American Stout differs from the other styles of stout primarily in the areas of original gravity and final gravity—which are measurements of density of the beer before and after fermentation. Density, in turn, is an indicator of the amount of sugars in the beer. They help to determine how much alcohol is in the final product, and provide some indication of one aspect of the “mouthfeel”a beer will present.
American Stouts typically present with roasted notes, coffee notes, and chocolate notes in the aroma; medium to low hop aroma; and esters that can be up to medium intensity. Some light alcohol aromas may be okay.
The guideline goes on to say that this style is generally jet black in color , although some may be very dark brown. A large, persistent head of tan tolight brown is noted, and this style is generally opaque.
The style’s flavors should present as moderate to high roasty malt characteristics, often tasting of coffee, roasted coffee beans, or dark or bitter chocolate. There may be some malt sweetness with rich chocolate or caramel flavors. Hop bitterness should be medium to high, and hop flavor should be low to high, with citrusy or resiny components. Light esters may be present (this generally refers to fruit notes of some kind). They should finish medium to dry, and a light burnt quality is acceptable.
The mouthfeel is described as medium to full body, and somewhat creamy. They can have minor roast-derived astringency and medium-high to high carbonation. They can have a light to moderately strong alcohol warmth, but it should be smooth and not hot.
I poured Port Townsend’s Strait Stout from the bottle at approximately 45F, and let it warm slightly. It poured with a thick, finely bubbled head that was light tan in color that persisted until the beer was half-gone. This beer pours a very dark brown, with beautiful ruby highlights, but it doesn’t quite make it to opaque. It is very clear, and light filters through in such a mesmerizing way I almost forgot I was supposed to be evaluating aroma next.
I was pleasantly surprised first by esters reminiscent of darker fruit like plums and raisins. Holding a hand over the top of my glass to try to capture some of the potentially subtler notes, I was able to detect some wonderful roasty notes and hints of dark toffee, dark caramel, chocolate, a very subtle coffee, and a sweeter, almost molasses-like note. The complexity of these dark-ish aromas (yes, aromas associated with dark substances can be dark—don’t judge!) allowed just a hint of a mild earthy hop aroma to come through.
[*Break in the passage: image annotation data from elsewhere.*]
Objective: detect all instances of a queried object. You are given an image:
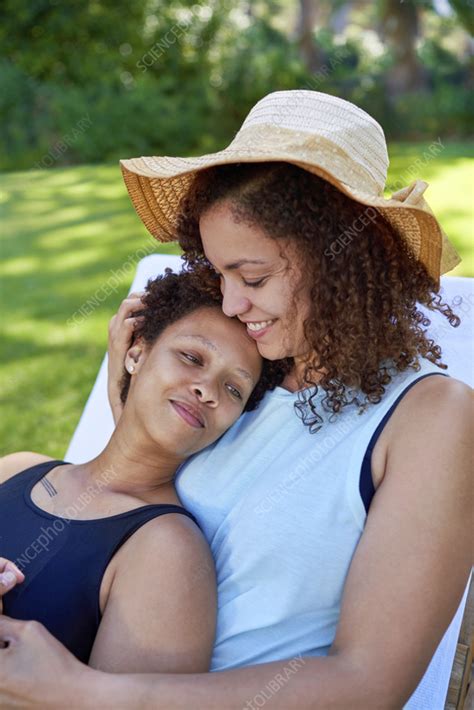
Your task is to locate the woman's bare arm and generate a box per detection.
[89,514,216,673]
[0,378,473,710]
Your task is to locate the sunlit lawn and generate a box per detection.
[0,143,474,458]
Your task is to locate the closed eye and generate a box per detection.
[226,385,242,399]
[180,352,202,365]
[243,278,266,288]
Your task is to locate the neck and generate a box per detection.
[80,411,183,502]
[281,357,323,392]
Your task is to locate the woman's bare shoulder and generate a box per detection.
[0,451,54,483]
[390,377,473,425]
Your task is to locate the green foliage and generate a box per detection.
[0,0,472,170]
[0,143,474,458]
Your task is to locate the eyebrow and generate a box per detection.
[181,335,254,385]
[224,259,266,271]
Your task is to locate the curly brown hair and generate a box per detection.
[178,162,460,431]
[120,267,287,411]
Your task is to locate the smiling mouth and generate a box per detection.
[169,399,205,429]
[245,318,277,340]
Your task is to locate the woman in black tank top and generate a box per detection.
[0,270,283,672]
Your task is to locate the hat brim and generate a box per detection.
[120,146,460,281]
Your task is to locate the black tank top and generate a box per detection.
[0,461,197,663]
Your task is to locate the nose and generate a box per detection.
[193,380,219,408]
[221,279,252,318]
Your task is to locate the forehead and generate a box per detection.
[199,204,281,268]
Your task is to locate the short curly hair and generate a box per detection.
[120,267,289,411]
[177,162,460,431]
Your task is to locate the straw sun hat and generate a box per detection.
[121,90,460,281]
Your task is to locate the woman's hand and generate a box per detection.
[0,616,96,710]
[107,293,143,424]
[0,557,25,614]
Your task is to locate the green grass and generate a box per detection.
[0,144,474,458]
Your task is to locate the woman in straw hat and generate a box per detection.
[0,91,471,710]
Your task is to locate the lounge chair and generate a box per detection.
[65,254,474,710]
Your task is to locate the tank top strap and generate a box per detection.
[359,372,449,514]
[2,459,67,488]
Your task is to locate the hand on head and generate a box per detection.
[0,557,25,614]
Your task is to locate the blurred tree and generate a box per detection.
[449,0,474,35]
[378,0,427,97]
[296,0,323,73]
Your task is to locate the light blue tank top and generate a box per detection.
[177,360,443,671]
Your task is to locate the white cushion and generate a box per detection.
[65,254,474,710]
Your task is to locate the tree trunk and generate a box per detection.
[296,0,324,74]
[380,0,426,96]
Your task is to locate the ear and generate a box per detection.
[123,338,148,375]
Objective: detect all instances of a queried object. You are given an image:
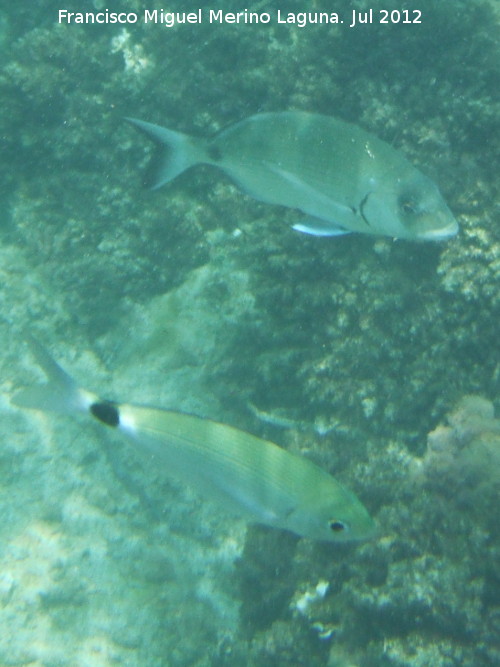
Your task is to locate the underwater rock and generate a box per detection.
[413,396,500,498]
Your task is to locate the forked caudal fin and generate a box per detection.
[125,118,207,190]
[12,334,97,414]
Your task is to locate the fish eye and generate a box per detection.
[329,519,349,533]
[401,201,417,215]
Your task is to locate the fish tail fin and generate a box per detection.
[11,335,96,414]
[125,118,206,190]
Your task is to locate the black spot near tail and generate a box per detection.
[90,401,120,426]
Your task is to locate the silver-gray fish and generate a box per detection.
[127,111,458,240]
[12,339,376,542]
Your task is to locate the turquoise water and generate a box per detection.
[0,0,500,667]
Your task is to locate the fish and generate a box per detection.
[11,337,376,542]
[125,111,458,241]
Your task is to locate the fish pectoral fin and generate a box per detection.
[292,218,351,236]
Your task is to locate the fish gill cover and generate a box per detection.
[0,0,500,667]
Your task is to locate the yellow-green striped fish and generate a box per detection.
[13,340,375,541]
[127,111,458,240]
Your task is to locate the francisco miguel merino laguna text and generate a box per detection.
[58,9,422,28]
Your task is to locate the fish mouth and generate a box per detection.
[418,220,458,241]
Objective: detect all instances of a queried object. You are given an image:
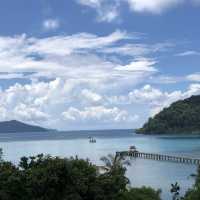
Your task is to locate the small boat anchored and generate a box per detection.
[129,146,138,152]
[89,137,97,143]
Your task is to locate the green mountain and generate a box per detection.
[136,95,200,134]
[0,120,48,133]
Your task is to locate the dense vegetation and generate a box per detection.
[0,149,200,200]
[0,148,160,200]
[137,96,200,134]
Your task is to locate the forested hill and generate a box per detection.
[0,120,48,133]
[136,95,200,134]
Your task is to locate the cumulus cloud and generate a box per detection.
[0,30,190,129]
[127,0,184,14]
[186,73,200,82]
[62,106,138,123]
[76,0,200,22]
[42,19,60,30]
[176,51,200,57]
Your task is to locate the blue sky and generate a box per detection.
[0,0,200,130]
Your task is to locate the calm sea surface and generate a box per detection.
[0,130,200,200]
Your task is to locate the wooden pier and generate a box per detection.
[116,151,200,165]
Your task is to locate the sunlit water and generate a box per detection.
[0,130,200,200]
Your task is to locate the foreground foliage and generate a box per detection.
[0,154,160,200]
[137,95,200,134]
[184,167,200,200]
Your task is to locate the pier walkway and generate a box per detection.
[116,151,200,165]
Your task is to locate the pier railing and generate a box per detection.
[116,151,200,165]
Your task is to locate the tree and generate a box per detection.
[0,148,3,162]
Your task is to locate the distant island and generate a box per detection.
[136,95,200,134]
[0,120,48,133]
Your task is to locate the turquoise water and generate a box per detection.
[0,130,200,200]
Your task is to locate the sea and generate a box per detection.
[0,130,200,200]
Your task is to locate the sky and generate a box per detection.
[0,0,200,130]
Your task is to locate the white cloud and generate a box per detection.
[76,0,200,22]
[127,0,184,14]
[176,51,200,57]
[62,106,138,123]
[186,73,200,82]
[42,19,60,30]
[0,30,189,129]
[116,59,157,72]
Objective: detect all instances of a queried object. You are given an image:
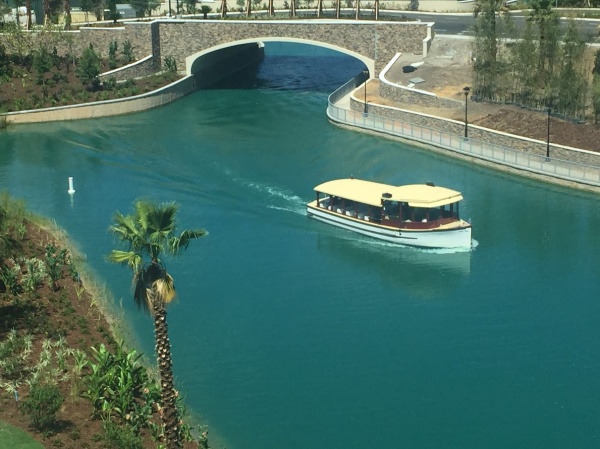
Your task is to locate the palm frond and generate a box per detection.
[133,271,152,312]
[106,249,143,271]
[153,274,176,304]
[168,229,208,256]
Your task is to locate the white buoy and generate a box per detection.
[68,176,75,195]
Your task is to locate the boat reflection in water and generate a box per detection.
[316,229,477,299]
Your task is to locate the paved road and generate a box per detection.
[383,11,600,38]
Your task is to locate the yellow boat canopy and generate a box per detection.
[314,178,463,208]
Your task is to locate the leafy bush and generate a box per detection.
[21,383,65,430]
[121,41,134,64]
[76,44,101,90]
[108,41,118,70]
[102,421,144,449]
[165,56,177,72]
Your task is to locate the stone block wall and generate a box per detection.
[379,80,464,109]
[0,22,152,59]
[4,76,195,124]
[155,20,429,73]
[100,55,156,81]
[350,98,600,167]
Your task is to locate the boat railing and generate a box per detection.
[329,72,368,104]
[327,93,600,187]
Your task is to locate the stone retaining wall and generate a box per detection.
[4,76,195,124]
[100,55,156,81]
[0,22,152,59]
[350,97,600,167]
[379,79,464,109]
[155,20,431,74]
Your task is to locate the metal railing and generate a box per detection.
[327,91,600,187]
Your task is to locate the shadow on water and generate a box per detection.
[207,42,365,94]
[316,234,472,299]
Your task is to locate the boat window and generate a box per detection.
[383,201,400,219]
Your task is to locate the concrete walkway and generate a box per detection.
[327,86,600,193]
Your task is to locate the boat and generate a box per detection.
[306,178,472,248]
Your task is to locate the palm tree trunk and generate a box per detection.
[25,0,32,30]
[65,0,71,30]
[149,289,181,449]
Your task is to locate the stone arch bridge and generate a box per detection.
[152,20,433,77]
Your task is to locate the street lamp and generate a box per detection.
[463,86,471,139]
[546,105,552,161]
[363,70,369,117]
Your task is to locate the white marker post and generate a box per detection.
[68,176,75,195]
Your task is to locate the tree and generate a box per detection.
[108,200,208,449]
[473,0,510,99]
[130,0,160,17]
[556,19,587,118]
[63,0,71,30]
[79,0,94,22]
[510,22,538,107]
[592,49,600,76]
[75,44,101,90]
[184,0,198,14]
[592,77,600,124]
[527,0,560,87]
[200,5,212,20]
[0,42,13,80]
[33,45,54,97]
[105,0,121,23]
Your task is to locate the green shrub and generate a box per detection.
[165,56,177,72]
[21,383,65,430]
[122,41,134,64]
[102,421,144,449]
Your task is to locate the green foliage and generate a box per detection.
[473,0,588,119]
[0,42,13,80]
[592,49,600,76]
[183,0,198,14]
[0,259,21,296]
[46,243,69,290]
[102,421,144,449]
[21,383,65,430]
[21,257,48,292]
[0,329,33,391]
[84,342,159,432]
[130,0,160,17]
[592,76,600,124]
[200,5,212,19]
[121,41,135,64]
[105,0,121,23]
[108,41,119,70]
[165,56,177,73]
[33,45,54,84]
[76,44,101,90]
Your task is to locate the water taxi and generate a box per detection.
[306,178,472,248]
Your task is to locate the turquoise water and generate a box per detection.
[0,47,600,449]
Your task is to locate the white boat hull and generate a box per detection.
[306,206,472,248]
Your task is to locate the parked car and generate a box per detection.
[3,6,35,27]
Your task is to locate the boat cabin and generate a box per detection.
[315,178,463,229]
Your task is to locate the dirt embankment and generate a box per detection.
[368,37,600,152]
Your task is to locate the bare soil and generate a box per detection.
[0,222,198,449]
[368,37,600,152]
[0,58,177,113]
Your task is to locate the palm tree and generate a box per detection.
[108,200,208,449]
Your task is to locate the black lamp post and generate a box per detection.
[363,70,369,117]
[463,86,471,139]
[546,105,552,161]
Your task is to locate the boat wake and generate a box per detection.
[219,169,306,215]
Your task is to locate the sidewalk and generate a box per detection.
[327,88,600,193]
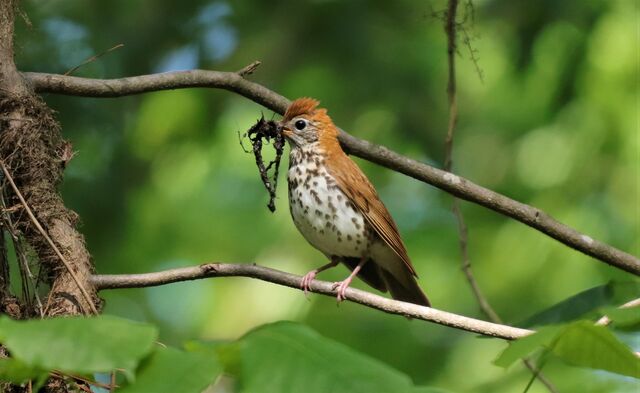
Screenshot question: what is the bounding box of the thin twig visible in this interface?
[237,60,262,78]
[596,298,640,326]
[64,44,124,75]
[22,70,640,275]
[444,0,502,323]
[0,185,44,318]
[0,161,98,315]
[91,263,533,340]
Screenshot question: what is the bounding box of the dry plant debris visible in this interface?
[240,116,284,213]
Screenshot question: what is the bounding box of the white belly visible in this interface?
[288,150,369,257]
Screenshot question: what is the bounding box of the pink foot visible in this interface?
[331,276,353,303]
[300,269,318,297]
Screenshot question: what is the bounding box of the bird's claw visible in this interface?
[300,270,318,298]
[331,279,351,303]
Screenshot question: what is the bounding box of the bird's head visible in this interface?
[280,98,338,148]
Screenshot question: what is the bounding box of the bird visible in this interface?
[278,97,431,307]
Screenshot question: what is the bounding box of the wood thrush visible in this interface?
[280,98,430,306]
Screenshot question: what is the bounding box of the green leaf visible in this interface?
[0,315,157,377]
[493,326,564,368]
[553,321,640,378]
[515,281,640,327]
[211,322,444,393]
[118,348,222,393]
[601,307,640,330]
[495,321,640,378]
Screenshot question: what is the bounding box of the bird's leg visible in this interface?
[331,257,369,303]
[300,256,340,296]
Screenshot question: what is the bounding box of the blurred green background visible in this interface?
[16,0,640,392]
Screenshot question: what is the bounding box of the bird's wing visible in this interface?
[327,150,417,277]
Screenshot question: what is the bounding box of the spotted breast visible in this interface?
[288,146,372,258]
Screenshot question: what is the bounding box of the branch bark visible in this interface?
[0,0,98,316]
[91,263,533,340]
[444,0,558,393]
[23,70,640,275]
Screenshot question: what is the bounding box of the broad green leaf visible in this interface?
[601,307,640,330]
[118,348,222,393]
[212,322,442,393]
[553,321,640,378]
[0,315,157,376]
[494,326,563,367]
[495,321,640,378]
[515,281,640,327]
[0,358,49,384]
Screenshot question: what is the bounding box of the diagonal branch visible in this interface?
[91,263,533,340]
[444,0,558,393]
[0,161,99,315]
[22,70,640,275]
[444,0,502,323]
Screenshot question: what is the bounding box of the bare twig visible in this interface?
[444,0,557,393]
[443,0,502,323]
[0,185,44,318]
[91,263,533,340]
[237,60,262,78]
[596,298,640,326]
[0,161,98,315]
[22,70,640,275]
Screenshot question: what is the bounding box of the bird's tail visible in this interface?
[380,269,431,307]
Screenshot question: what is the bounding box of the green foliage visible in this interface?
[205,322,444,393]
[495,321,640,378]
[516,281,640,327]
[10,0,640,393]
[0,315,158,376]
[0,316,450,393]
[602,306,640,332]
[118,347,222,393]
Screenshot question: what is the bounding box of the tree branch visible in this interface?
[90,263,533,340]
[23,70,640,275]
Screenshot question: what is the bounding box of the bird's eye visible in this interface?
[294,120,307,131]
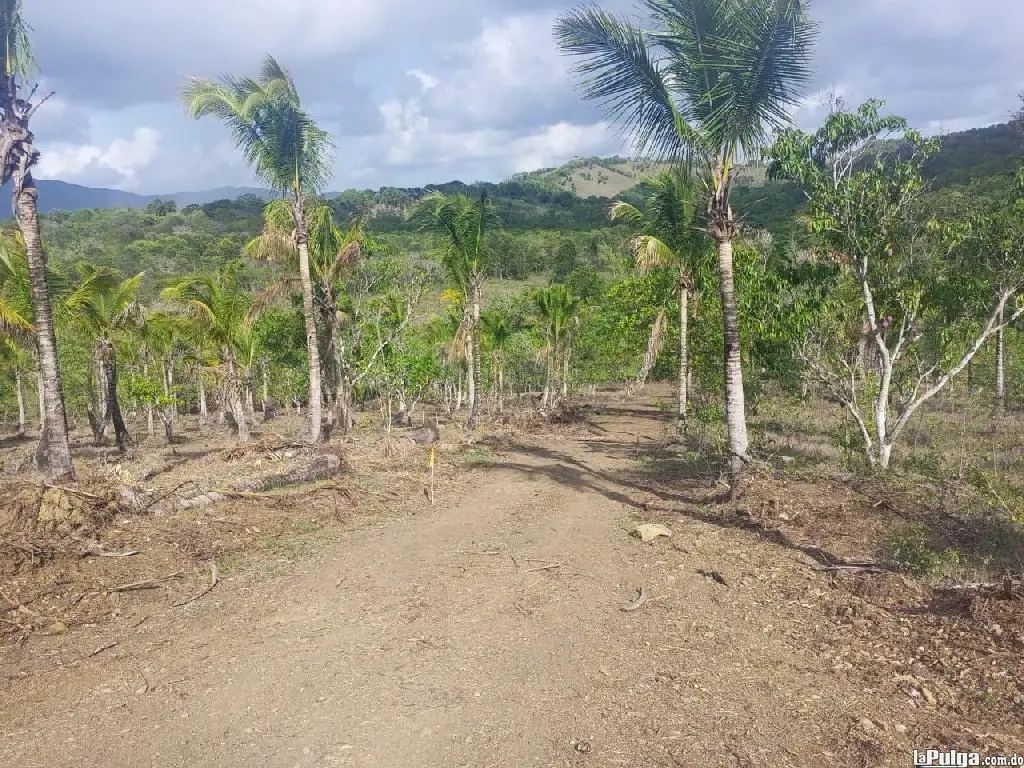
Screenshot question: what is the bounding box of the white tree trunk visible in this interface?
[718,238,748,497]
[14,366,25,437]
[676,281,690,433]
[995,310,1007,416]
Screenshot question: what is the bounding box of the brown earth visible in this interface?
[0,397,1024,768]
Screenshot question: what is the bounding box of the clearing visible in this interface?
[0,398,1024,768]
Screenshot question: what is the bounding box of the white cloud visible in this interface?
[39,126,161,187]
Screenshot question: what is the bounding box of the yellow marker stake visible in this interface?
[428,445,434,507]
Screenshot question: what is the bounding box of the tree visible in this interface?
[555,0,815,498]
[409,189,501,429]
[534,283,580,408]
[163,262,261,442]
[183,56,333,442]
[769,100,1024,469]
[246,200,366,434]
[79,264,142,453]
[609,168,708,432]
[0,0,75,481]
[480,310,515,414]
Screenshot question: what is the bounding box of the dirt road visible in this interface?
[0,408,958,768]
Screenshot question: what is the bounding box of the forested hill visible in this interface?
[18,123,1024,217]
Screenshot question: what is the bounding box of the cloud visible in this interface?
[39,126,161,187]
[18,0,1024,193]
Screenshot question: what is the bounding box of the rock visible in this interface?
[630,522,672,542]
[43,622,68,635]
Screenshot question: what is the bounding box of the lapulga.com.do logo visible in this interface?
[913,750,1024,768]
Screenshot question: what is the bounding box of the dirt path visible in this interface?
[0,409,937,768]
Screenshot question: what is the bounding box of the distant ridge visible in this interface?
[0,123,1024,218]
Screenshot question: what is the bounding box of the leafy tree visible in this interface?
[609,169,708,431]
[409,190,501,429]
[183,56,333,442]
[770,101,1024,469]
[80,264,142,453]
[534,283,580,407]
[162,262,261,442]
[0,0,75,481]
[555,0,815,497]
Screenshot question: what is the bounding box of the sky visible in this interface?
[26,0,1024,195]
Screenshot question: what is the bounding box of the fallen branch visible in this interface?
[525,562,565,573]
[110,570,184,592]
[174,562,220,608]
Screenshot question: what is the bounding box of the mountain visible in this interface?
[9,123,1024,213]
[0,179,271,213]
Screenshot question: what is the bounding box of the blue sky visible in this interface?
[26,0,1024,194]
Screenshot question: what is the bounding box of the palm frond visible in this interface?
[554,7,698,159]
[0,0,37,78]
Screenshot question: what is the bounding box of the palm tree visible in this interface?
[409,190,501,429]
[183,56,334,442]
[609,168,708,432]
[534,283,581,408]
[79,264,142,453]
[554,0,816,498]
[0,335,32,437]
[0,0,75,481]
[162,262,260,442]
[246,200,366,434]
[480,310,514,414]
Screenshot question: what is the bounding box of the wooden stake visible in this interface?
[430,446,434,507]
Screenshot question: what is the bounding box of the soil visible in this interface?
[0,397,1024,768]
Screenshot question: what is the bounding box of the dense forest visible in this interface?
[0,0,1024,499]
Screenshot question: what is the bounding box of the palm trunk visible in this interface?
[995,311,1007,416]
[718,238,748,499]
[142,355,154,437]
[100,339,131,454]
[292,195,324,442]
[36,362,46,434]
[16,177,75,481]
[198,374,210,424]
[226,354,252,442]
[14,366,25,437]
[676,279,690,434]
[86,342,110,445]
[633,309,668,392]
[562,334,572,397]
[466,288,482,429]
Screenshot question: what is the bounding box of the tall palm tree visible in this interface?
[534,283,581,407]
[79,264,142,453]
[0,335,32,437]
[183,56,334,442]
[162,262,260,442]
[480,310,515,414]
[0,0,75,481]
[609,168,708,432]
[246,199,366,434]
[554,0,816,498]
[409,190,501,429]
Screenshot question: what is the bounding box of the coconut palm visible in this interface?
[555,0,815,496]
[79,264,142,453]
[0,0,75,480]
[162,262,260,442]
[609,168,708,431]
[534,283,581,407]
[246,200,366,433]
[0,336,32,437]
[409,190,501,429]
[183,56,334,442]
[480,310,514,414]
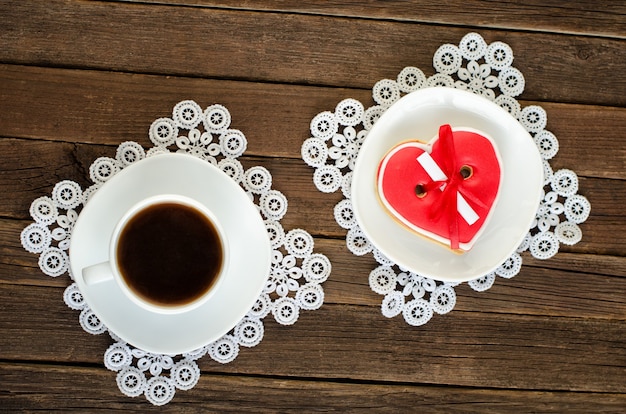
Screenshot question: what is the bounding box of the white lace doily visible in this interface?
[21,100,331,405]
[301,33,591,326]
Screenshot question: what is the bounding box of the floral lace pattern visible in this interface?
[301,33,591,326]
[21,100,331,405]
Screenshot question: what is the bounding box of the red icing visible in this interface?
[378,126,501,249]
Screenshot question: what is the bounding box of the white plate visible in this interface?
[70,154,271,354]
[352,87,543,282]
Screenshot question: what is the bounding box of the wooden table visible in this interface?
[0,0,626,412]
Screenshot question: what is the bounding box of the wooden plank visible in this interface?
[0,0,626,106]
[0,363,626,413]
[0,65,626,180]
[0,220,626,320]
[123,0,626,38]
[6,220,626,320]
[0,138,626,247]
[0,284,626,392]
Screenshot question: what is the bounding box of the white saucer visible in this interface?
[352,87,543,282]
[70,153,271,354]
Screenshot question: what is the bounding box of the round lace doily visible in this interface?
[21,100,331,405]
[301,33,591,326]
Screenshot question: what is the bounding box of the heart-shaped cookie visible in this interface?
[377,125,502,252]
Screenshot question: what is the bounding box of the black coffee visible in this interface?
[117,202,223,306]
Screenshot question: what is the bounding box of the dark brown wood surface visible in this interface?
[0,0,626,413]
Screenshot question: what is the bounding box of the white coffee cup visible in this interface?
[82,194,229,314]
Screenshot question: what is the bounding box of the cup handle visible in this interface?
[83,262,113,285]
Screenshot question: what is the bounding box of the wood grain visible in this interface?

The flavors, relative to the aromas, were more characteristic of the style. Definite roasted malt notes presented first with a hint of the same (low) earthy hop contribution detected in the aroma. There was a mild bitterness attributable to the roast malts, and an even milder bitterness present from the hops. At 25 bitterness units (BUs), it might be a little low for this style, but in concert with the combination of malts, the hop bitterness is more than made up for. Behind the hop bitterness, coffee and dark toffee and chocolate flavors complement a slightly malty sweet finish. I detected just a hint of alcohol flavor in the swallow.
In terms of mouthfeel, this stout has a medium body with a slight starting dryness that is probably attributable to the roasted malts rather than coming from the finishing gravity. The carbonation is very fine, which, combined with the flaked barley, definitely contributes to a smooth/creamy sensation—just like Carter says. I detected a slight warming from the alcohol, but only very slight.
Overall, this is a very good, very drinkable beer. It could be more opaque, sure, but that’s a pretty minor aspect to consider. And that aspect is more than accounted for with the jewel-like ruby highlights streaming through the beer. I reallyenjoyed the aromas present on first pour, and the chocolaty, coffee, malty flavors are equally enjoyable. This beer goes down easy, and at 6.5% ABV, you might want to exercise caution when reaching for a second… or third.